L'industria degli skateboard elettrici ha lasciato molte vittime
Il mercato degli skateboard elettrici è esploso tra il 2015 e il 2020, alimentato da campagne Kickstarter ambiziose, community Reddit appassionate e la promessa di rivoluzionare il trasporto urbano. Ma per ogni Meepo o Evolve che ce l'ha fatta, decine di aziende hanno chiuso i battenti — alcune in modo silenzioso, altre in modo spettacolare.

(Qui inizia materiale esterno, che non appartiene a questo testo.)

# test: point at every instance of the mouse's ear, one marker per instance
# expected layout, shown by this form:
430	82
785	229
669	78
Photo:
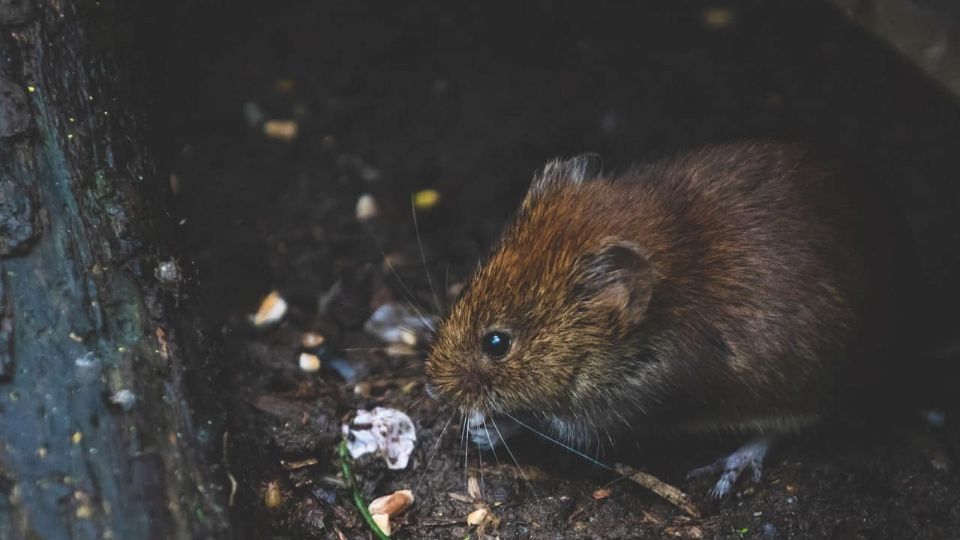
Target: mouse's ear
558	173
618	276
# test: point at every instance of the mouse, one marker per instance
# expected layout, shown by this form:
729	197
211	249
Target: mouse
742	289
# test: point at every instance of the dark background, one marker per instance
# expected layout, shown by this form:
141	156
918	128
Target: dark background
470	98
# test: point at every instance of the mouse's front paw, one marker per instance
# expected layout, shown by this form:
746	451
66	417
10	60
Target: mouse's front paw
749	457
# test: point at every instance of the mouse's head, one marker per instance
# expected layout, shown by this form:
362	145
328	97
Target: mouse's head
544	327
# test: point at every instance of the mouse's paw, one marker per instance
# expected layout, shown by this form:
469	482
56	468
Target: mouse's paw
748	457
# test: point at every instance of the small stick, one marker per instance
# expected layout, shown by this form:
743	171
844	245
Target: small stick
667	492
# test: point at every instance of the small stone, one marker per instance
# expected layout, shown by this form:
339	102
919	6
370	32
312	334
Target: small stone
717	17
366	207
283	130
602	493
383	522
473	488
167	272
309	363
477	517
311	340
426	199
124	398
272	496
272	308
392	504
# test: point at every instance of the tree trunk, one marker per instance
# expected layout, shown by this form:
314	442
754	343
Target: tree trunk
96	439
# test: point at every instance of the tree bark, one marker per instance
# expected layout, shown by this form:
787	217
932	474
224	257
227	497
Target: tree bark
96	438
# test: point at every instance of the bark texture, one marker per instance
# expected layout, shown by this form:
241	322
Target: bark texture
96	438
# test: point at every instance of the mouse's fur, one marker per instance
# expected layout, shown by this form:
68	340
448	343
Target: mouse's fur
727	289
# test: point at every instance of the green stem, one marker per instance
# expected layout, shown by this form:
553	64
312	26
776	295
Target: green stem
355	491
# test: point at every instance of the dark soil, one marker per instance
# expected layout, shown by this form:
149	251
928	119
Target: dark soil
469	99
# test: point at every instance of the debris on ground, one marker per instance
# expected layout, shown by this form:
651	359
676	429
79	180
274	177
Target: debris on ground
385	431
272	309
393	504
426	199
309	363
671	494
395	323
283	130
366	207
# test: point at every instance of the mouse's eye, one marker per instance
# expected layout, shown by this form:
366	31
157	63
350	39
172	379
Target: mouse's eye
495	344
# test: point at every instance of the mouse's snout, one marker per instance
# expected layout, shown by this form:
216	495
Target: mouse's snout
460	382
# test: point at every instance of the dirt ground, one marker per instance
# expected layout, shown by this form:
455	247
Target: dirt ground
469	99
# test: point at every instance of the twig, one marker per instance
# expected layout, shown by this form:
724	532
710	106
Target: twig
355	491
669	493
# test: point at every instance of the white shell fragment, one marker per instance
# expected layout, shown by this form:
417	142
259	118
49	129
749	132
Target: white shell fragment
387	432
392	504
394	323
272	308
309	363
366	207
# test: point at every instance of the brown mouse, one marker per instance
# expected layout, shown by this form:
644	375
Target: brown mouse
738	288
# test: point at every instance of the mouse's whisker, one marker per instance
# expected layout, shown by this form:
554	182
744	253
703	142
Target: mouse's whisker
466	449
423	257
515	462
480	457
490	441
433	453
393	270
562	445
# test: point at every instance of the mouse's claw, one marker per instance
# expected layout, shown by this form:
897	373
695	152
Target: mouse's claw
731	467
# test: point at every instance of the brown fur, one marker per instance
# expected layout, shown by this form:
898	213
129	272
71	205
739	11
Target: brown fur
725	289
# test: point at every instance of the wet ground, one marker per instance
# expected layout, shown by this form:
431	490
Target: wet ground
469	99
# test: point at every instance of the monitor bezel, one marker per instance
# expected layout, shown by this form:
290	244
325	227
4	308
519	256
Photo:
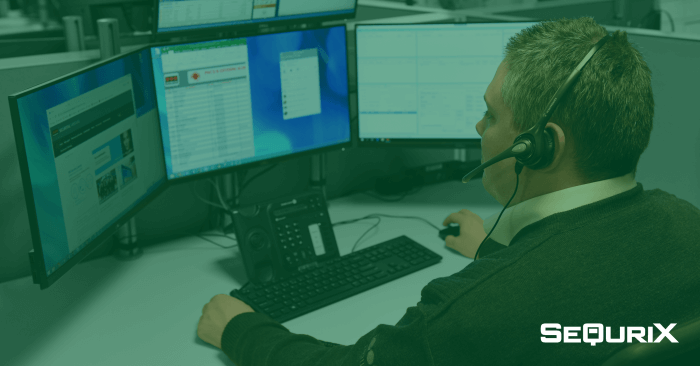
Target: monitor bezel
414	143
37	257
278	159
254	27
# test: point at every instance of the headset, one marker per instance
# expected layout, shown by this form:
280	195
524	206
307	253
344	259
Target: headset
534	148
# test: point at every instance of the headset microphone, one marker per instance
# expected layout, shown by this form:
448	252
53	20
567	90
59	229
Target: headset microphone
534	148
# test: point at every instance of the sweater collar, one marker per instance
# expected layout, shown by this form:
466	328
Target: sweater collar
525	213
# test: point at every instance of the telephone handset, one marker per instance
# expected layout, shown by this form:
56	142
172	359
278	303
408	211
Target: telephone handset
283	237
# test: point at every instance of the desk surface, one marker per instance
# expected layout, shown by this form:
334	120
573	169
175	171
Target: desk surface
145	312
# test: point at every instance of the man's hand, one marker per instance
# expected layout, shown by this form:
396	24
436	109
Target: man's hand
471	232
216	315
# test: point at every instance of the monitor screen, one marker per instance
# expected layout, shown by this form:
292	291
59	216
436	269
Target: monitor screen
230	102
188	15
90	153
423	84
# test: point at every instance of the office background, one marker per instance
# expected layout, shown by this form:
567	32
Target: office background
671	162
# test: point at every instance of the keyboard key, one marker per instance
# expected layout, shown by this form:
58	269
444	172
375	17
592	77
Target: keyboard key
272	308
328	294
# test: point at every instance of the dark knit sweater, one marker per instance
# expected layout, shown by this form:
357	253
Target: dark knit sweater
629	260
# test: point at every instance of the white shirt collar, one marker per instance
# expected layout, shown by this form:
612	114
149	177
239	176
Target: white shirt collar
525	213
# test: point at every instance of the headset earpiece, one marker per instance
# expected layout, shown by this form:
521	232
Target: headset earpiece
548	150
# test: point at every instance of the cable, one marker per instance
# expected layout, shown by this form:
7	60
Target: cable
215	243
379	219
407	193
377	216
518	168
207	220
673	26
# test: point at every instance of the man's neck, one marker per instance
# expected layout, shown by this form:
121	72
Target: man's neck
534	184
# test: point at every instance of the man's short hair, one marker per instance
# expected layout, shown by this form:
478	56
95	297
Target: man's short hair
608	112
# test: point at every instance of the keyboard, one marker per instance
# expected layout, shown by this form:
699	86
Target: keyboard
337	279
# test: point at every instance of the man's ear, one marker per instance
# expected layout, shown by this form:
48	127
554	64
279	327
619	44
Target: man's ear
559	144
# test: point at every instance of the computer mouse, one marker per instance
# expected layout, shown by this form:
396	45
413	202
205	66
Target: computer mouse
452	229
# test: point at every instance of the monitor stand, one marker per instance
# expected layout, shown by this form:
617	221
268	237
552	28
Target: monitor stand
126	247
318	174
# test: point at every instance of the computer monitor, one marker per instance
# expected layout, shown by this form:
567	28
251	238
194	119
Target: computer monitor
201	16
90	156
236	103
422	85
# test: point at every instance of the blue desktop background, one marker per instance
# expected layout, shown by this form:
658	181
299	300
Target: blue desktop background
39	150
273	135
251	21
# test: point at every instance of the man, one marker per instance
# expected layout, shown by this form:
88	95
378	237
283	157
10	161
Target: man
580	243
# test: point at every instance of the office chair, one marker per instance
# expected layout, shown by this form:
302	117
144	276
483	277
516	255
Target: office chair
685	352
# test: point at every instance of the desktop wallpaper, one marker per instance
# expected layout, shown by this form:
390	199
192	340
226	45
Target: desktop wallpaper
37	140
274	136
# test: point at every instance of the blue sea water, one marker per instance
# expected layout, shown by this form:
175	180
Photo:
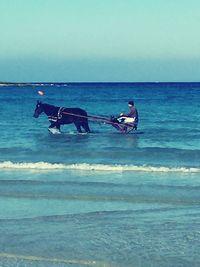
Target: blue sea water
104	198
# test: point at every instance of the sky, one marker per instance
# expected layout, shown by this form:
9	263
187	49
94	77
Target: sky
99	40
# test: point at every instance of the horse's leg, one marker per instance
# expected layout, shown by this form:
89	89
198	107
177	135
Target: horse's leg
86	127
78	127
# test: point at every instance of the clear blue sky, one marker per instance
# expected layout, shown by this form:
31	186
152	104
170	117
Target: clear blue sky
100	40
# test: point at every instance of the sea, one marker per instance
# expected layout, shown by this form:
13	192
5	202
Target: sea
103	199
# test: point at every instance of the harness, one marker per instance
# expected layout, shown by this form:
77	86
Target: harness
58	116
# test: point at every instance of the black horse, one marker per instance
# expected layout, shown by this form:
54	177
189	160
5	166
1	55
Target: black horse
59	116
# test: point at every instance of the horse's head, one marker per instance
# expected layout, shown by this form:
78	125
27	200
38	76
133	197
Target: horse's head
38	109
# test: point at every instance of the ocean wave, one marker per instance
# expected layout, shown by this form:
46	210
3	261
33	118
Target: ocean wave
93	167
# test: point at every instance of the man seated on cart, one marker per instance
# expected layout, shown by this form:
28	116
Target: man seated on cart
127	122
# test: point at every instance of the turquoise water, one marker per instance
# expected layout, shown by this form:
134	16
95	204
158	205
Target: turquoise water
101	199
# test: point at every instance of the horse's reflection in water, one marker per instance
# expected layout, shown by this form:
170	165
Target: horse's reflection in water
59	116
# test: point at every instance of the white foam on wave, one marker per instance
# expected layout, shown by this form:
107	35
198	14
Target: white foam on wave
93	167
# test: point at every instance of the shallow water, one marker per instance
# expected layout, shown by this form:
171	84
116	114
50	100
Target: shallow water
101	199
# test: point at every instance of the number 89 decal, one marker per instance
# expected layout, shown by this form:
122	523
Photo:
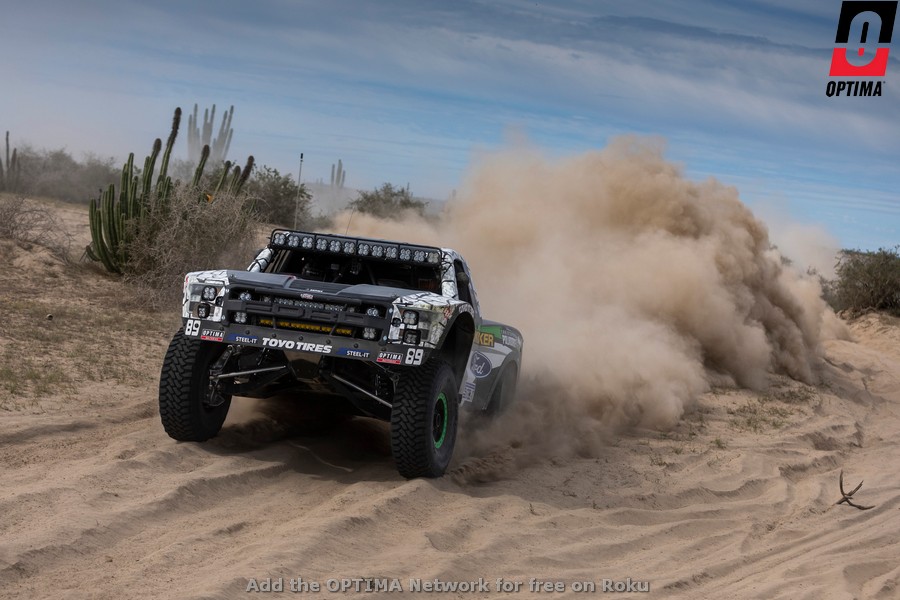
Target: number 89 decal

Ecco le storie più interessanti.
Boosted — Il re caduto
Boosted è stata probabilmente l'azienda di skateboard elettrici più conosciuta al mondo. Fondata nel 2012 a Mountain View, California, da Sanjay Dastoor, John Ulmen e Matthew Tran — tre ingegneri di Stanford — Boosted ha praticamente inventato la categoria "skateboard elettrico premium".
Cosa li rendeva speciali
Il Boosted Board era il gold standard. Casey Neistat li usava nei suoi vlog su YouTube, portando il brand a milioni di persone. La qualità costruttiva era impeccabile, il servizio clienti leggendario, e il sistema di belt drive con telecomando Bluetooth era anni avanti rispetto alla concorrenza cinese.
I modelli iconici — il Boosted Mini X, il Boosted Stealth, il Boosted Plus — erano desiderati da tutti. Il prezzo era alto (fino a $1.599) ma giustificato dalla qualità.
Cosa è andato storto
Nel 2018, i dazi imposti dall'amministrazione Trump sulle importazioni dalla Cina hanno colpito duramente Boosted. Gran parte dei componenti veniva prodotta in Cina, e i costi sono aumentati drasticamente. L'azienda ha provato a diversificare con lo scooter Boosted Rev ($1.599), ma il prodotto non ha avuto il successo sperato.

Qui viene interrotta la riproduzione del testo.